Dietary Recommendations for Pregnant Women With Preexisting Diabetes
Preconception care is a key factor in successful pregnancy outcomes for persons with preexisting diabetes (type 1 or type 2).  All women with diabetes should be educated regarding the need for good blood glucose control before pregnancy and should participate in family planning (3).  A woman’s A1C level should be as close to normal as possible (<7%) before conception is attempted (3).  Medication use should be evaluated before conception because drugs commonly used to treat diabetes and its complications may be contraindicated or not recommended in pregnancy (3).  Nutrient requirements during pregnancy and lactation are similar for women with and without diabetes (4).  For pregnancy complicated by diabetes, nutrition therapy should attempt to achieve and sustain optimal maternal blood glucose control.  A favorable pregnancy outcome is defined as a gestational duration of 39 to 41 weeks and the birth of a live infant weighing 6.6 to 8.8 lb (3 to 4 kg) (7).  During pregnancy with prior onset of type 1 or type 2 diabetes, the distribution of energy intake and carbohydrates in the meal plan should be based on the woman’s eating habits, blood glucose records, and stage of pregnancy.  Regular meals and snacks are important to avoid hypoglycemia due to the continuous fetal draw of glucose from the mother (4).  An evening snack is usually necessary to decrease the potential for overnight hypoglycemia and fasting ketosis (4).  Energy intake to achieve appropriate weight gain may be estimated based on the percent of desirable body weight before the pregnancy (1,4).  Pregravid BMI may be used to estimate a goal for weight gain during pregnancy (6-8).

Lactation
Breast-feeding is recommended for infants of women with preexisting diabetes or GDM.  Successful lactation requires planning and coordination of care (11).  In most situations, breast-feeding mothers require less insulin because of the energy expended by nursing.  Lactating women have reported fluctuations in blood glucose levels related to nursing sessions, and they often require a carbohydrate-containing snack before or during nursing sessions (11).

References

  1. American Diabetes Association.  Gestational diabetes mellitus: position statement.  Diabetes Care.  2004;27(suppl 1):88S-90S.
  2. American Diabetes Association.  Diagnosis and classification of diabetes mellitus:  position statement.  Diabetes Care.  2008;31(suppl 1): 55S-60S.
  3. American Diabetes Association.  Standards of medical care in diabetes—2008.  Diabetes Care.  2008;31(suppl 1): 12S-54S.
  4. American Diabetes Association.  Nutrition recommendations and interventions for diabetes: position statement.  Diabetes Care.  2008;31 (suppl 1):61S-78S.
  5. Diabetes 1 and 2 Evidence Analysis Project.  American Dietetic Association Evidence Analysis Library. American Dietetic Association; 2008.  Available at: http://www.adaevidencelibrary.com.
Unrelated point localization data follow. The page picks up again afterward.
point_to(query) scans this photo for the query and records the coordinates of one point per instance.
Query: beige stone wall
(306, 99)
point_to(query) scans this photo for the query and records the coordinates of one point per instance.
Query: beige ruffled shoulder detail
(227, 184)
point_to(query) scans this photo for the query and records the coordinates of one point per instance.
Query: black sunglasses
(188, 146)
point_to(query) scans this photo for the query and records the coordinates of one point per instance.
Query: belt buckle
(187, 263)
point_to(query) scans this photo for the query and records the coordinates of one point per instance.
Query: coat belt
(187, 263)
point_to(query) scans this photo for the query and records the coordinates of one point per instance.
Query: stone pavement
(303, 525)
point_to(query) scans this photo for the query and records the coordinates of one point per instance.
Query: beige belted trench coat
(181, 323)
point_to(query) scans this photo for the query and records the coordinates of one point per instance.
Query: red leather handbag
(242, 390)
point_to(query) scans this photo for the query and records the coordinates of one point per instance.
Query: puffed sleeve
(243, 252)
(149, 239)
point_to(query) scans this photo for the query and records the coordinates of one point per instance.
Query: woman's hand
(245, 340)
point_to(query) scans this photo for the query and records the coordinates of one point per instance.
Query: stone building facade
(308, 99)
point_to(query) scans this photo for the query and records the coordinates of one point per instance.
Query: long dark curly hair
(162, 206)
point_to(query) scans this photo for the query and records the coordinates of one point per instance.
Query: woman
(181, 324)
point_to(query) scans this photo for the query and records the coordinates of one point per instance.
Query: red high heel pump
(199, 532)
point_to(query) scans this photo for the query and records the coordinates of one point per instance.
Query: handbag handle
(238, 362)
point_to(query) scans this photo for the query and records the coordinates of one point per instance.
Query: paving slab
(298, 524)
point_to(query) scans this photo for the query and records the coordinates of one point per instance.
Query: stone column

Accessed January 1, 2008. 
  6. Food and Nutrition Board.  Nutrition During Pregnancy.  Part I: Weight Gain.  Part 2: Nutrient Supplements.  Washington, DC: Institute of Medicine, National Academy of Sciences; 1990.
  7. Subcommittee on Nutritional Status and Weight Gain During Pregnancy, Committee of Nutritional Status During Pregnancy and Lactation, Food and Nutrition Board, Institute of Medicine, National Academy of Sciences. Nutrition During Pregnancy.  Washington, DC: National Academy Press; 1992.
  8. Brown JE, Carlson M.  Nutrition and multifetal pregnancy.  J Am Diet Assoc.  2000;100:343-348.
  9. Medical Management of Pregnancy Complicated by Diabetes.  2nd ed.  Alexandria, Va: American Diabetes Association; 1995.
  10. Major CA, Henry MJ, De Veciana M, Morgan MA.  The effects of carbohydrate restriction in patients with diet-controlled gestational diabetes.  Obstet Gynecol.  1998;91:600-604.
  11. Reader D, Franz MJ.  Lactation, diabetes, and nutrition recommendations.  Curr Diab Rep.  2004;4:370-376.

Bibliography
ACOG Practice Bulletin. Clinical management guidelines for obstetrician-gynecologists. No. 30, September 2001 (replaces Technical Bulletin No. 200, December 1994). Gestational diabetes.  Obstet Gynecol.  2001;98:525-538.
Suitor CW.  Nutrition for women in their childbearing years: a review of the literature and a summary of expert recommendations.  Nutr Clin Care.  1999;2:11-45.